Pulling Back the Curtain on Deep Networks
Maciej Satkiewicz, Roberto Corizzo, Marcin Pietroń
TL;DR
Semantic Pullbacks address the instability and perceptual misalignment of gradient-based explanations by introducing a locally averaged adjoint transport through softened layer-wise operators. The method computes a Soft Pullback, with a Double Pullback for attention and a Pullback Ascent to produce localized, class-specific perturbations without altering forward model behavior. Across CNNs and Vision Transformers on Imagenette, SP consistently improves faithfulness metrics (e.g., Infidelity, FaithCorr) and robustness while enabling meaningful counterfactuals, outperforming standard attribution baselines. This approach offers a practical, architecture-agnostic tool for interpretable neural computations and suggests a path-centric view of feature flow in deep networks, with potential extensions to other modalities and future work on biases and adaptive hyperparameters.
Abstract
Post-hoc explainability methods typically associate each output score of a deep neural network with an input-space direction, most commonly instantiated as the gradient and visualized as a saliency map.

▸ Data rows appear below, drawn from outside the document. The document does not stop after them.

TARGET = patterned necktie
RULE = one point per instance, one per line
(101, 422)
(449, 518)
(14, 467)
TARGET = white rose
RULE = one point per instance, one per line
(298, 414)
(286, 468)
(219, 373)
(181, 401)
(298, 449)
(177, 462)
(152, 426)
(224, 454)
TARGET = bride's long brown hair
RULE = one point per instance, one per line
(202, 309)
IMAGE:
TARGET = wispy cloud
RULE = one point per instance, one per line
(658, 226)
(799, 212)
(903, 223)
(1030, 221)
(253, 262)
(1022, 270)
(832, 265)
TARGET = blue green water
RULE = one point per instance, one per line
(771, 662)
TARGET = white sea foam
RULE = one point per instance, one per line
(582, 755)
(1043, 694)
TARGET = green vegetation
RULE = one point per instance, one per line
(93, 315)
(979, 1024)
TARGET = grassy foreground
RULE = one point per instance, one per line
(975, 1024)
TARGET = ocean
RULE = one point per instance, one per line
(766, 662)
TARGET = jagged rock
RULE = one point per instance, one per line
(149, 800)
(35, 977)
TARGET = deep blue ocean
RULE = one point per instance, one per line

However, these approaches often yield explanations that are noisy, lack perceptual alignment and, thus, offer limited interpretability. While many explanation methods attempt to address this issue via modified backward rules or additional heuristics, such approaches are often difficult to justify theoretically and frequently fail basic sanity checks. We introduce Semantic Pullbacks (SP), a faithful and effective post-hoc explanation method for deep neural networks. Semantic Pullbacks address the limitations above by isolating the network's effective linear action via a principled pullback formulation and refining it to recover coherent local structures learned by the target neuron. As a result, SP produces perceptually aligned, class-conditional explanations that highlight meaningful features, support compelling counterfactual perturbations, and admit a clear theoretical motivation. Across standard faithfulness benchmarks, Semantic Pullbacks significantly outperform established attribution methods on both classical convolutional architectures (ResNet50, VGG) and transformer-based models (PVT), while remaining general and computationally efficient. Our method can be easily plugged into existing deep learning pipelines and extended to other modalities.